Attualmente gli incendi in Italia si estinguono con l’impiego di acqua e liquidi schiumogeni, creati con un mix chimico che purtroppo va ad inquinare pesantemente il suolo e l’aria nelle zone.

Un bosco distrutto da un incendio e danneggiato da agenti chimici è un problema per la piantumazione e per il ripopolamento della fauna, perché gli schiumogeni fanno praticamente tabula rasa, non lasciando traccia di ciò che c’era prima.

Negli ultimi anni sono state avviate ricerche scientifiche e discussioni da parte dell’industria antincendio e delle istituzioni, su come adeguarsi alle problematiche di impatto ambientale ed economico che, tuttavia, non hanno portato finora a un cambiamento sostanziale dei materiali e delle procedure.

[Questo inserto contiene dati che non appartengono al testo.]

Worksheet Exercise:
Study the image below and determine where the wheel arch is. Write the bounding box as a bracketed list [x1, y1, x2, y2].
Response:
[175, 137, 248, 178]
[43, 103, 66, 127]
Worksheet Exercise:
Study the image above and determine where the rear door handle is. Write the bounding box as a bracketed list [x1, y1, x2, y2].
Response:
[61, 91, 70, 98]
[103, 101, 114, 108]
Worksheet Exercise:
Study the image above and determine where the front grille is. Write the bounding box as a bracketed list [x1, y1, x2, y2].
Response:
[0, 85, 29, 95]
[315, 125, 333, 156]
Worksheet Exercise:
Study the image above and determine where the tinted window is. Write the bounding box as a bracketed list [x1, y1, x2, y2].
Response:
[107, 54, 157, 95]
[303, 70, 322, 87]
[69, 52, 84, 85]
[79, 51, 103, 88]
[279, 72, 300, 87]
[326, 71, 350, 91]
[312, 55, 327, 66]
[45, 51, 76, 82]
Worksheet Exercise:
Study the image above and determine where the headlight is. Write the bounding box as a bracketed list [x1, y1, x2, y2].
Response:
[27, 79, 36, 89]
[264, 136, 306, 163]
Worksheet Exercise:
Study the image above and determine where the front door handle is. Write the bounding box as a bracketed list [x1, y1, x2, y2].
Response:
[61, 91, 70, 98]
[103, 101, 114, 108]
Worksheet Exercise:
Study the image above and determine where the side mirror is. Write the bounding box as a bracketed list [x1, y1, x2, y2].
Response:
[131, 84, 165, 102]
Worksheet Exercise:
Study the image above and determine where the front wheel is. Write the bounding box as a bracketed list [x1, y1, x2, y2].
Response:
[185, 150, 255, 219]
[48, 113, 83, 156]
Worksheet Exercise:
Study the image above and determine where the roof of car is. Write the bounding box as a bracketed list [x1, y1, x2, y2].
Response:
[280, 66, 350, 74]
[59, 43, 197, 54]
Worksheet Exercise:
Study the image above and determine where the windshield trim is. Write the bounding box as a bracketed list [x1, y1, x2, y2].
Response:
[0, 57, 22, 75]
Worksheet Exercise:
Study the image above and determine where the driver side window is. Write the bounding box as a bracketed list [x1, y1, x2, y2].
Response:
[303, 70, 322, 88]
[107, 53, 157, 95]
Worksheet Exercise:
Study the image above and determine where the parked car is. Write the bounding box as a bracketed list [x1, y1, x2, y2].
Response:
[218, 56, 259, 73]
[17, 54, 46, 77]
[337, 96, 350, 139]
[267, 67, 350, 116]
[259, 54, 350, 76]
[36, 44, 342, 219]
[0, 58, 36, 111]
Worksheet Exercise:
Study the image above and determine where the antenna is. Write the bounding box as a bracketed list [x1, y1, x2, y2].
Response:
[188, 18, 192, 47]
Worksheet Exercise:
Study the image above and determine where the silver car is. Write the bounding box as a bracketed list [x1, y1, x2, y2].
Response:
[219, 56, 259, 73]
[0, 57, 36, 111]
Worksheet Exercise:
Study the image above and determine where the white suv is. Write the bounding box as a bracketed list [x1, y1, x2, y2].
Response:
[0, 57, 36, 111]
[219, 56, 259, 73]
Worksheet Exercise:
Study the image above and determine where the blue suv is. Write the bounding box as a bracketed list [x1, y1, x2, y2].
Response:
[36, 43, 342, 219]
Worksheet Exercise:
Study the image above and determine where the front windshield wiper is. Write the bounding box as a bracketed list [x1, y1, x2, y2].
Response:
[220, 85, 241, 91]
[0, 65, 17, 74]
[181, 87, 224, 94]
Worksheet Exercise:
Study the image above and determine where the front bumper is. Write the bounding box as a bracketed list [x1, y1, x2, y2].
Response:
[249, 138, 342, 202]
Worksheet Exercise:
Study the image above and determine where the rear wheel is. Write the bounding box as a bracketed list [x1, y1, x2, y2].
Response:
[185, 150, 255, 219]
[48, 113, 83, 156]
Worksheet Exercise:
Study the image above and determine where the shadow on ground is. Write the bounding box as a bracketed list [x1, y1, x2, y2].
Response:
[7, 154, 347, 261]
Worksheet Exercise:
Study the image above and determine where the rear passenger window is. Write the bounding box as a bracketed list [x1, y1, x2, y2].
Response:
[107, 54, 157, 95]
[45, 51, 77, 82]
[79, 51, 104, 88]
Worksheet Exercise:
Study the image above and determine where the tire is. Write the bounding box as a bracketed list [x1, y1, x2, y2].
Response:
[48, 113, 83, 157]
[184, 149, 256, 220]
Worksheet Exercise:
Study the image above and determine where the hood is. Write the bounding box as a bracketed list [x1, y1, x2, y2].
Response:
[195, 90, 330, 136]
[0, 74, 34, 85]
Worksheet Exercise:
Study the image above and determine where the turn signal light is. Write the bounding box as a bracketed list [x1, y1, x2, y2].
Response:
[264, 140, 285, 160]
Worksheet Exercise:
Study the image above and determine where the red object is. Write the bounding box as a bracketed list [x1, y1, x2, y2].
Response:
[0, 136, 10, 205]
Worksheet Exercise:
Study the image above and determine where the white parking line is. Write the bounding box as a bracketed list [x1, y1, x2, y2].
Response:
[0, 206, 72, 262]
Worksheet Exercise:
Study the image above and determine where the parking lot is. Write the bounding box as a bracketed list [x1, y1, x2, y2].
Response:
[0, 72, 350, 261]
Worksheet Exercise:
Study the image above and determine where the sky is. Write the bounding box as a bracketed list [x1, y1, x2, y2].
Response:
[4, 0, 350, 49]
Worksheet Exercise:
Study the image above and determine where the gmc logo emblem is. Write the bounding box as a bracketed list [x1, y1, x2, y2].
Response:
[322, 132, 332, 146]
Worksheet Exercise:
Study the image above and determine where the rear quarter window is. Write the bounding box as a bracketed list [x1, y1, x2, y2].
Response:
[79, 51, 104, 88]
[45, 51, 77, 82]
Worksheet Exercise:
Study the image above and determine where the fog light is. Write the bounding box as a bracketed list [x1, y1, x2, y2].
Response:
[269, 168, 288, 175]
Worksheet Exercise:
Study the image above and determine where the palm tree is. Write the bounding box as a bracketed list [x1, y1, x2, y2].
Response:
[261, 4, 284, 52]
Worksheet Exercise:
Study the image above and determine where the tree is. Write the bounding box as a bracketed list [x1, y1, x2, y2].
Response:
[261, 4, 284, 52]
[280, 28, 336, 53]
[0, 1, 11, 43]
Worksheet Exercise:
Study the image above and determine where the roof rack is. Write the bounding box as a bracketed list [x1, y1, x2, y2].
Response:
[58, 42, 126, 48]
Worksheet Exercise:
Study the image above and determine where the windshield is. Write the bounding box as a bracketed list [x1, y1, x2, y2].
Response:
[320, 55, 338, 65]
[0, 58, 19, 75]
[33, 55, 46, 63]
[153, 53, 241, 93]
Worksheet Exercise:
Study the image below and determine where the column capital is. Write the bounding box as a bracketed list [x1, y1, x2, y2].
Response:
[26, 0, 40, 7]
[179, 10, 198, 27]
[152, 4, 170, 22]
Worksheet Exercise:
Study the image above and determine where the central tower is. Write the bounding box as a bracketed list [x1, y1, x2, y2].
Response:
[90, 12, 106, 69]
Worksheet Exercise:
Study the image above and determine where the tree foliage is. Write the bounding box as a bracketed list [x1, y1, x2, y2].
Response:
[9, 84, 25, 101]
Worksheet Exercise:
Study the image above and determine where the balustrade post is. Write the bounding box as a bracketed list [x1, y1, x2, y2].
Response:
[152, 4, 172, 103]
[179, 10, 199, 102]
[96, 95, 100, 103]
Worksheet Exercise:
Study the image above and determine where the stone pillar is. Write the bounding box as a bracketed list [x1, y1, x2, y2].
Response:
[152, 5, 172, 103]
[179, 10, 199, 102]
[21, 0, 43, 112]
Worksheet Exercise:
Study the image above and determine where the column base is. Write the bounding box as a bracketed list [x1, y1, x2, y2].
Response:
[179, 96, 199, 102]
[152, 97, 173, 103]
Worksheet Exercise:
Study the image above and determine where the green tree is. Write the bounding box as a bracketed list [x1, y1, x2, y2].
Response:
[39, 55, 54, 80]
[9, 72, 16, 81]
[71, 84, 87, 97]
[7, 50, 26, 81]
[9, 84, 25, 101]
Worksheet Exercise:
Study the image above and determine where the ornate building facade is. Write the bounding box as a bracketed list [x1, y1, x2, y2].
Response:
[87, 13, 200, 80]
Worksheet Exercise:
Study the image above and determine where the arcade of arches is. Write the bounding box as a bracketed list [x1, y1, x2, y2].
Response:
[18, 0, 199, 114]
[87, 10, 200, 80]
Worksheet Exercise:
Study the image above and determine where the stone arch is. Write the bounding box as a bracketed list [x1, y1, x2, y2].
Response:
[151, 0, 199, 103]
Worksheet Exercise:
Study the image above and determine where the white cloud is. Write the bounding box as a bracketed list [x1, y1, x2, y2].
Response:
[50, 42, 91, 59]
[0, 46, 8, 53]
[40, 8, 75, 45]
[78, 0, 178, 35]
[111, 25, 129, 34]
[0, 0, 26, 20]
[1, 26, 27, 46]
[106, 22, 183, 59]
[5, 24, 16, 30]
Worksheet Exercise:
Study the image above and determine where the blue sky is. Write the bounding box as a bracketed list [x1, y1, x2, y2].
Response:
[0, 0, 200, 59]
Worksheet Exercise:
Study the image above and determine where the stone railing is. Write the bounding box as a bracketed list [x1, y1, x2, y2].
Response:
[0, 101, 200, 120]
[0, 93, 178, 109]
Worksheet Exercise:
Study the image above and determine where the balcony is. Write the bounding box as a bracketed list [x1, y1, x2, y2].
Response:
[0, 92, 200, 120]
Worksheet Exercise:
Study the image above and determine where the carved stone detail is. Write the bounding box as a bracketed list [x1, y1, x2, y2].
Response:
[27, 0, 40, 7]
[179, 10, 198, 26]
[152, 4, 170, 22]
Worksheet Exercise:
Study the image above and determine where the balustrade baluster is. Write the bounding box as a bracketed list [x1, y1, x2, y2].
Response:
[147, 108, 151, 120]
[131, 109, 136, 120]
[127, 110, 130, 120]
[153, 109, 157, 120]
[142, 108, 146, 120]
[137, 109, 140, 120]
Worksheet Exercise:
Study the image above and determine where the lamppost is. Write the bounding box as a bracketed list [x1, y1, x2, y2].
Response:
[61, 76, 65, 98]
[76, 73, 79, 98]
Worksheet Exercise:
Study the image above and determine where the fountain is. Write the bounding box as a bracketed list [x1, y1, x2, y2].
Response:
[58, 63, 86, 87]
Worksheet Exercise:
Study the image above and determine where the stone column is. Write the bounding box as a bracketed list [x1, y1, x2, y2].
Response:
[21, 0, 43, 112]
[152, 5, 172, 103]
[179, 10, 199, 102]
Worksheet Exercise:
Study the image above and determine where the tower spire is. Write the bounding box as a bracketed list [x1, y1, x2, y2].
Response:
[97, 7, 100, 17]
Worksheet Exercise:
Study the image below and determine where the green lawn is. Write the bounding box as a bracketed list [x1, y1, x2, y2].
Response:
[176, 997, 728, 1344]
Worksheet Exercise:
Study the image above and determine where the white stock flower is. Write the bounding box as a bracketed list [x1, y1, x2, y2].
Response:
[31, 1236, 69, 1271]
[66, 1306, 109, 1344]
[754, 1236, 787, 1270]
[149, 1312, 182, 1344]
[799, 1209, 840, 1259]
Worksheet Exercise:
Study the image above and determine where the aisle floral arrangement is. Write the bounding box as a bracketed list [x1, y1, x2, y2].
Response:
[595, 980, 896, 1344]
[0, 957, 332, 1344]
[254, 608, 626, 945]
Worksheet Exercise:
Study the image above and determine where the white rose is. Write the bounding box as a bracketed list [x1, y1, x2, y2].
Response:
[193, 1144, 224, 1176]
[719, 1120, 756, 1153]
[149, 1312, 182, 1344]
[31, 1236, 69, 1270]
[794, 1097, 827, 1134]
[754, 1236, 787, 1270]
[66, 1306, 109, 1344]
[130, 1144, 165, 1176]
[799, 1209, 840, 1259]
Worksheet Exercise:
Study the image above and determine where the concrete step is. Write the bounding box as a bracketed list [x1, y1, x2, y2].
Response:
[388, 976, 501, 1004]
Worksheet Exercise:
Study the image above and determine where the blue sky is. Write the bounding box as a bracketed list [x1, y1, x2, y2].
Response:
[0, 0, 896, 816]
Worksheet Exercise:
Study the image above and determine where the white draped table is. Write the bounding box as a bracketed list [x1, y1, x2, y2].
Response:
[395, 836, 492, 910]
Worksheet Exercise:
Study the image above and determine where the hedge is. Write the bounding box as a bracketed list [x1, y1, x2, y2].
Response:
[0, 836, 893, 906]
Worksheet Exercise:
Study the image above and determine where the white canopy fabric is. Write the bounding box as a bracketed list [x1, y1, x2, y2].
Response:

Un prodotto completamente biodegradabile, non tossico ed ecosostenibile esiste: si tratta di un gel che deriva dal boro, minerale che con il suo principio attivo è utilizzato anche nei fertilizzanti naturali e che quindi aiuta il terreno per la semina della nuova vegetazione.
Oltretutto, questo estinguente raffredda ed evita la riaccensione del fuoco, a differenza dell’effetto dell’acqua sul terreno che spegne le fiamme lasciando però il calore sul terreno, con il conseguente rischio di riattivazione.

Il prodotto, che è stato chiamato Fireborex dal nome del suo elemento principale “boro”, ha il potere di funzionare come scudo, proteggendo da ulteriori fiamme tutto ciò su cui viene utilizzato.

L’azienda veneta che lo distribuisce in Italia, la Gen-Z Technologies di Valdagno, ci spiega i benefici per l’ambiente del gel estinguente: “Siamo partiti dallo studio delle esigenze dei soccorritori in casi di incendio e le abbiamo combinate con i bisogni dell’ambiente per proporre una soluzione che fa del bene, a più livelli. La performance di questo agente estinguente è 15 volte superiore a quella della sola acqua, bene di cui stiamo vivendo un periodo di grande scarsità. Ciò che ci preme maggiormente è dare alla terra la possibilità di guarire in fretta dopo un incendio, perché un bosco distrutto è una ferita aperta e pericolosa anche per gli abitanti delle aree circostanti”.

La strada per tutelare l’ambiente è percorribile anche in caso di un danneggiamento così grave come un incendio, ora spetta a chi di dovere intraprendere questa nuova via innovativa ed ecologica.